We have transformed the raw Bitcoin blockchain into a MongoDB database containing the main information used for our analysis. The structure or information used are shown below in the section "Schema". Given the large size of the database, we recommend create indexes to reduce calculation time. We have been using the indexes in the section below ("Indexes").
After the execution on of the program, to achieve a reasonable speed you have to create some indexes.

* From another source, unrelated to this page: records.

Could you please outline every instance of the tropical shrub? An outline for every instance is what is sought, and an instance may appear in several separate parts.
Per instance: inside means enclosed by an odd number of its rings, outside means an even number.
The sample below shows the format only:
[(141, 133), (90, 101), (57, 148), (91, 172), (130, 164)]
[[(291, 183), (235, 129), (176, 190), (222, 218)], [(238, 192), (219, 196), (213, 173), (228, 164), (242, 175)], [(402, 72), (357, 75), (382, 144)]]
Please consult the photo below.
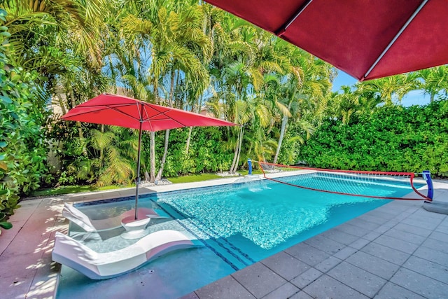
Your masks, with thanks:
[(371, 115), (324, 121), (298, 160), (340, 169), (421, 172), (448, 177), (448, 101), (388, 106)]
[[(6, 13), (0, 10), (4, 21)], [(20, 196), (36, 190), (46, 176), (47, 146), (42, 127), (47, 113), (37, 96), (36, 72), (11, 64), (6, 27), (0, 27), (0, 225), (18, 207)]]

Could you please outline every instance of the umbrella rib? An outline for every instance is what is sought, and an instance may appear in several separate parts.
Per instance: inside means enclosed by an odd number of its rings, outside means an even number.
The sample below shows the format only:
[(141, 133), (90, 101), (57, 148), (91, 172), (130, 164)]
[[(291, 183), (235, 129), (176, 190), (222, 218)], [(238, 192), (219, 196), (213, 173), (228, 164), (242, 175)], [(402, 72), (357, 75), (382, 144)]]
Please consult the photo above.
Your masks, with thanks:
[[(146, 107), (145, 107), (145, 108), (146, 108)], [(181, 126), (183, 126), (183, 127), (187, 127), (186, 125), (184, 125), (183, 123), (181, 123), (180, 121), (178, 121), (178, 120), (175, 120), (175, 119), (174, 119), (174, 118), (170, 118), (169, 116), (167, 116), (167, 115), (165, 114), (165, 113), (166, 113), (166, 112), (169, 112), (171, 110), (168, 110), (167, 111), (162, 112), (162, 111), (160, 111), (158, 110), (157, 109), (155, 109), (155, 108), (154, 108), (154, 107), (153, 107), (153, 106), (151, 106), (151, 108), (152, 108), (153, 109), (154, 109), (155, 111), (156, 111), (157, 112), (158, 112), (158, 113), (157, 113), (157, 114), (155, 114), (155, 115), (154, 115), (154, 116), (152, 116), (151, 117), (149, 117), (149, 116), (148, 116), (147, 118), (146, 118), (146, 119), (144, 119), (144, 119), (143, 119), (143, 118), (142, 118), (143, 121), (146, 121), (146, 122), (147, 122), (147, 123), (149, 123), (149, 125), (151, 127), (151, 130), (152, 130), (152, 127), (153, 127), (153, 126), (152, 126), (152, 125), (151, 125), (151, 120), (150, 120), (150, 119), (151, 119), (152, 118), (155, 118), (155, 117), (159, 116), (160, 116), (160, 115), (163, 115), (163, 116), (166, 116), (166, 117), (167, 117), (167, 120), (170, 120), (174, 121), (174, 122), (176, 122), (176, 123), (178, 123), (179, 125), (181, 125)], [(170, 109), (169, 107), (165, 107), (165, 108), (167, 108), (167, 109)], [(148, 114), (147, 112), (146, 112), (146, 115), (147, 115), (147, 116), (149, 116), (149, 114)]]
[(420, 11), (421, 11), (421, 9), (423, 8), (423, 7), (425, 6), (425, 4), (426, 4), (426, 3), (428, 2), (428, 0), (424, 0), (423, 2), (421, 2), (421, 4), (420, 4), (420, 6), (417, 8), (417, 9), (415, 10), (415, 11), (414, 12), (414, 13), (412, 13), (412, 15), (411, 15), (409, 19), (407, 19), (407, 21), (406, 21), (406, 22), (405, 23), (405, 25), (401, 27), (401, 29), (400, 29), (400, 31), (398, 32), (398, 33), (397, 33), (397, 34), (396, 34), (396, 36), (393, 37), (393, 39), (392, 39), (392, 41), (391, 41), (391, 42), (388, 43), (388, 45), (387, 45), (387, 47), (386, 47), (386, 48), (383, 50), (383, 52), (381, 53), (381, 55), (379, 55), (379, 57), (378, 57), (378, 58), (377, 58), (377, 60), (375, 60), (375, 62), (373, 63), (373, 64), (372, 64), (372, 66), (370, 67), (370, 68), (368, 69), (368, 71), (367, 71), (367, 72), (365, 73), (365, 74), (363, 76), (363, 78), (367, 78), (368, 76), (369, 76), (369, 74), (370, 74), (370, 72), (372, 72), (372, 71), (373, 70), (373, 69), (374, 69), (374, 67), (377, 66), (377, 64), (378, 64), (378, 63), (379, 62), (379, 61), (383, 58), (383, 57), (386, 55), (386, 53), (387, 53), (387, 51), (389, 50), (389, 49), (391, 48), (391, 47), (395, 43), (395, 42), (397, 41), (397, 39), (398, 39), (398, 38), (400, 37), (400, 36), (401, 36), (401, 34), (403, 33), (403, 32), (406, 29), (406, 28), (407, 27), (407, 26), (411, 23), (411, 22), (412, 22), (412, 20), (414, 20), (414, 18), (417, 15), (417, 14), (420, 12)]
[(293, 22), (297, 19), (299, 15), (303, 13), (307, 7), (313, 1), (313, 0), (308, 0), (305, 3), (304, 3), (302, 6), (299, 8), (299, 10), (294, 14), (294, 15), (290, 18), (286, 23), (284, 23), (279, 29), (276, 30), (275, 35), (277, 36), (281, 36), (285, 32), (286, 32), (286, 29), (288, 27), (290, 26)]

Run the queries listed below (time ~45' each).
- db.transaction.createIndex({"txid" : 1})
- db.transaction.createIndex({"vin.address" : 1})
- db.transaction.createIndex({"vout.addresses" : 1})
- db.transaction.createIndex({"time" : 1})
- db.transaction.createIndex({"blockHash" : 1})
Transaction collection:
- txid (string): transaction id
- locktime (integer)
- vin (array of documents)
- sequence (integer): transaction sequence number
- txid (string): id of the redeemed transaction
- vout (integer): index of the redeemed output
- address (string): address of the redeemer (optional, works only for pay-to-publickey-hash
- vout (array of documents)
- value (integer): output value in satoshi
- n (integer): output index
- addresses (array of string): addresses that can redeem the output (array to handle multisig scripts)
- blockhash (string): id of the containing block
- blockheight (integer)
- time (long)
- rate (long): BTC = rate USD
These (information in the transaction) are the minimal information you need.